For the past few weeks, we’ve explored the idea that it’s easier for us to focus on God with less stuff in our lives. The world wants to bog us down with materialism and possessions and chasing wealth, because in the pursuit of those things, we’ve taken our eyes off of serving God. We’ve also talked about the fact that creating space, whether in our closets or our schedules, allows us to better minister to those around us. Simplifying our lives gives us the opportunity to focus on the things that are eternal. I want to explore another side of this topic, which is the sin of coveting:
“For from within, out of the heart of men, proceed… coveting,” (Mark 7:21,22).
What do we desire? Jesus said, “For where your treasure is, there your heart will be also,” (Matthew 6:21). Our desire or treasure can be our making or breaking.
The word for coveting, or covetousness, is found in Colossians 3:5. It is described as an earthly and idolatrous disposition that should not exist within the Christian heart. Jesus connects covetousness with the selfish desire for the acquisition and/or the hoarding of material possessions (Luke 12:15-21). In the Old Testament, God warned His people not to covet other people or someone else’s possessions (Exodus 20:17).

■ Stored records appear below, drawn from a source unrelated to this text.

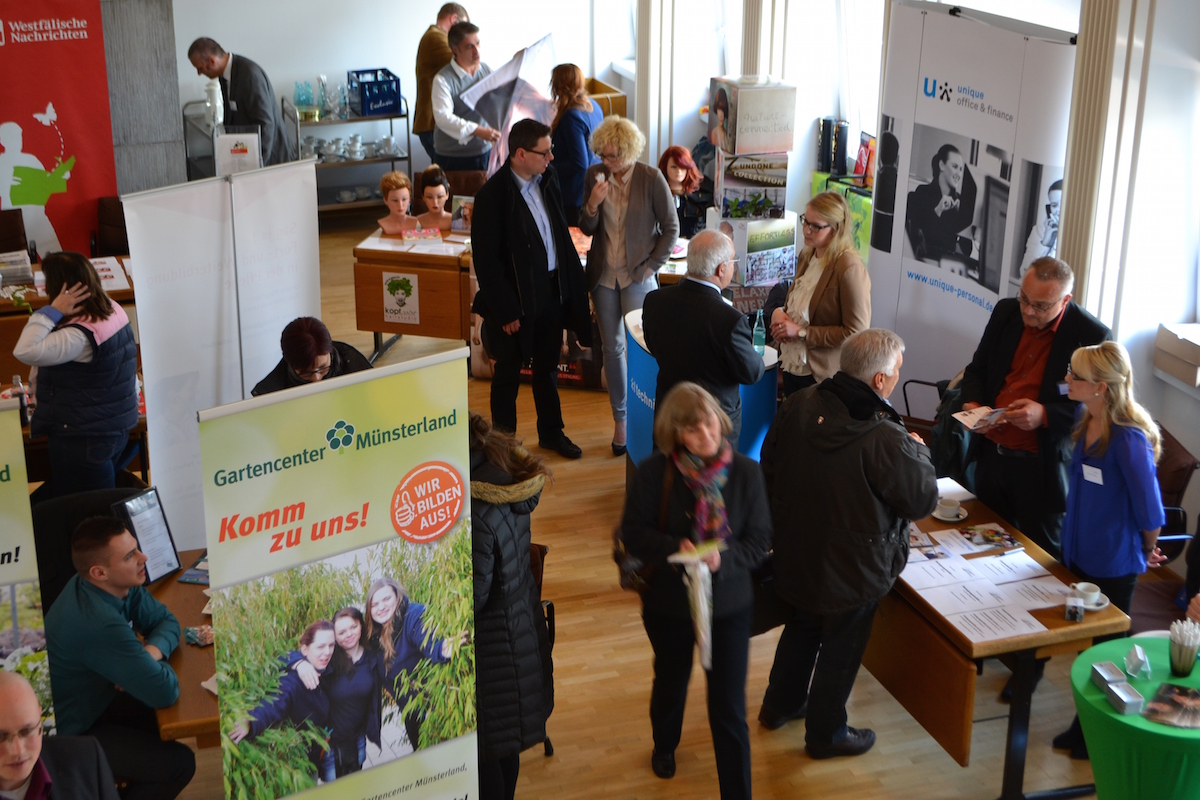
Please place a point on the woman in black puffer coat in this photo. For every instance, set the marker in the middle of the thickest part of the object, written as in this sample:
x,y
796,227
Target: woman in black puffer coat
x,y
515,685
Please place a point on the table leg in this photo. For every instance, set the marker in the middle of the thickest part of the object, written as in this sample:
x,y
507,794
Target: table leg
x,y
382,347
1013,787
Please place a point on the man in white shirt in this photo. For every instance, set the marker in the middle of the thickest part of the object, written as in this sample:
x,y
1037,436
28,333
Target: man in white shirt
x,y
462,138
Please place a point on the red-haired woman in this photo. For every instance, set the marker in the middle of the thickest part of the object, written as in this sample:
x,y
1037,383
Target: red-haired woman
x,y
310,354
685,181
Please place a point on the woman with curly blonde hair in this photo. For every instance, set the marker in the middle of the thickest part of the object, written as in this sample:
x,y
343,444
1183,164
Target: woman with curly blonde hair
x,y
827,302
575,119
629,212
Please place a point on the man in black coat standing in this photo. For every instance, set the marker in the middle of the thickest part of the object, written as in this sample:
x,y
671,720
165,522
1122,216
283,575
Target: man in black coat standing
x,y
696,335
844,479
1021,366
531,282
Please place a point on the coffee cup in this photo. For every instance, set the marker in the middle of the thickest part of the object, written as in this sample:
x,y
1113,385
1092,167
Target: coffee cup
x,y
948,507
1087,591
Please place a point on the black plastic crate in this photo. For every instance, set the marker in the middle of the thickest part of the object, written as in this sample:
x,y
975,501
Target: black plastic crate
x,y
373,92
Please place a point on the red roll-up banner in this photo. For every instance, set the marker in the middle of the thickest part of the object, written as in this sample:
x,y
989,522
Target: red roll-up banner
x,y
55,127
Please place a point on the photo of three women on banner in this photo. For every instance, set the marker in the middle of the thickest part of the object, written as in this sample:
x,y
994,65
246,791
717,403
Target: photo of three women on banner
x,y
333,667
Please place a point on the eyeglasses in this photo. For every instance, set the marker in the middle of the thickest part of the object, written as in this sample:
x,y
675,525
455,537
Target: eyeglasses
x,y
25,734
1041,307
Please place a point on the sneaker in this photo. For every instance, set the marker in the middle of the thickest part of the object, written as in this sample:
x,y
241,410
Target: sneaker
x,y
773,720
563,446
856,743
663,764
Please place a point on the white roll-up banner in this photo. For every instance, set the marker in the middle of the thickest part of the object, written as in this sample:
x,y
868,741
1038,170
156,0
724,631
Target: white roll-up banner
x,y
972,145
190,281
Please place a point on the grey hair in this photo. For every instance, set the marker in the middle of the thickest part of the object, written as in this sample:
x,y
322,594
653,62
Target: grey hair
x,y
1054,270
707,251
868,353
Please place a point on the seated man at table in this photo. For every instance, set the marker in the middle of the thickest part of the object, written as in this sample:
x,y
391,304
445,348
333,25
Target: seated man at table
x,y
844,479
108,641
33,768
310,354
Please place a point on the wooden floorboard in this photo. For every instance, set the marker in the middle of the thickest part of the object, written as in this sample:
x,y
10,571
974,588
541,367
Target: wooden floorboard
x,y
603,661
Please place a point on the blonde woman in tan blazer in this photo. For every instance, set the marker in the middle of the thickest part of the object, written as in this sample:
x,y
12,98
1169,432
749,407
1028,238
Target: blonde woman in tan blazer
x,y
629,212
828,300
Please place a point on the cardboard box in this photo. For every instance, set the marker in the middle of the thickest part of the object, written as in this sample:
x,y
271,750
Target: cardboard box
x,y
1181,341
751,115
1176,367
751,187
766,248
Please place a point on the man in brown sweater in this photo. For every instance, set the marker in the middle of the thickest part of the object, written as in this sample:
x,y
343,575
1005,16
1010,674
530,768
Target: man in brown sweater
x,y
432,54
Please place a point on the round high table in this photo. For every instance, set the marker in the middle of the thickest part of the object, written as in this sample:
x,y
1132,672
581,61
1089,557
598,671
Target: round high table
x,y
1133,757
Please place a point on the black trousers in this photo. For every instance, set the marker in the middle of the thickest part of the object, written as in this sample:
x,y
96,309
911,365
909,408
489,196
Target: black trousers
x,y
127,732
547,344
1013,487
825,650
673,642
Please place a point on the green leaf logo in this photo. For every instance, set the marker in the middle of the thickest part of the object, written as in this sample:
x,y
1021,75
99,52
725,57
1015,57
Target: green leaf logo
x,y
341,435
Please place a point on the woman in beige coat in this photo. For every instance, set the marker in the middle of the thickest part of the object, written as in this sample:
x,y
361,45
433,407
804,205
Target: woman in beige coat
x,y
828,300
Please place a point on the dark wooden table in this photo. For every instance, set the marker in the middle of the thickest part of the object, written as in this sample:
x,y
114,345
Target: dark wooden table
x,y
929,666
196,711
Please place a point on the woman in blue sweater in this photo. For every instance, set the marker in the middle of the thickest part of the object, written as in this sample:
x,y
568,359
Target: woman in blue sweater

Coveting is closely connected to concepts of lust and envy. It is a heart problem because our heart’s desire for a person or thing outweighs our desire to please God. When we do this, the person or thing becomes our object of worship. This path can be adequately described as exchanging the truth about God for a lie, worshiping and serving the creature and not the Creator (Romans 1:25).
Like so many problems of the heart, covetousness grows from a selfish desire for something other than God. Jesus emphasized the need to remove the source of sin, in this case improper desire, to prevent sin from occurring (Matthew 5:29,30). We cannot just remove the desire; we must replace it! As Paul wrote, “Set your mind on the things above, not on things that are on earth,” (Colossians 3:2).
Whatever that thing is, we cannot take it into eternity. By giving in to covetousness, we trade an everlasting promise for a temporary passion. So, what is your heart’s desire?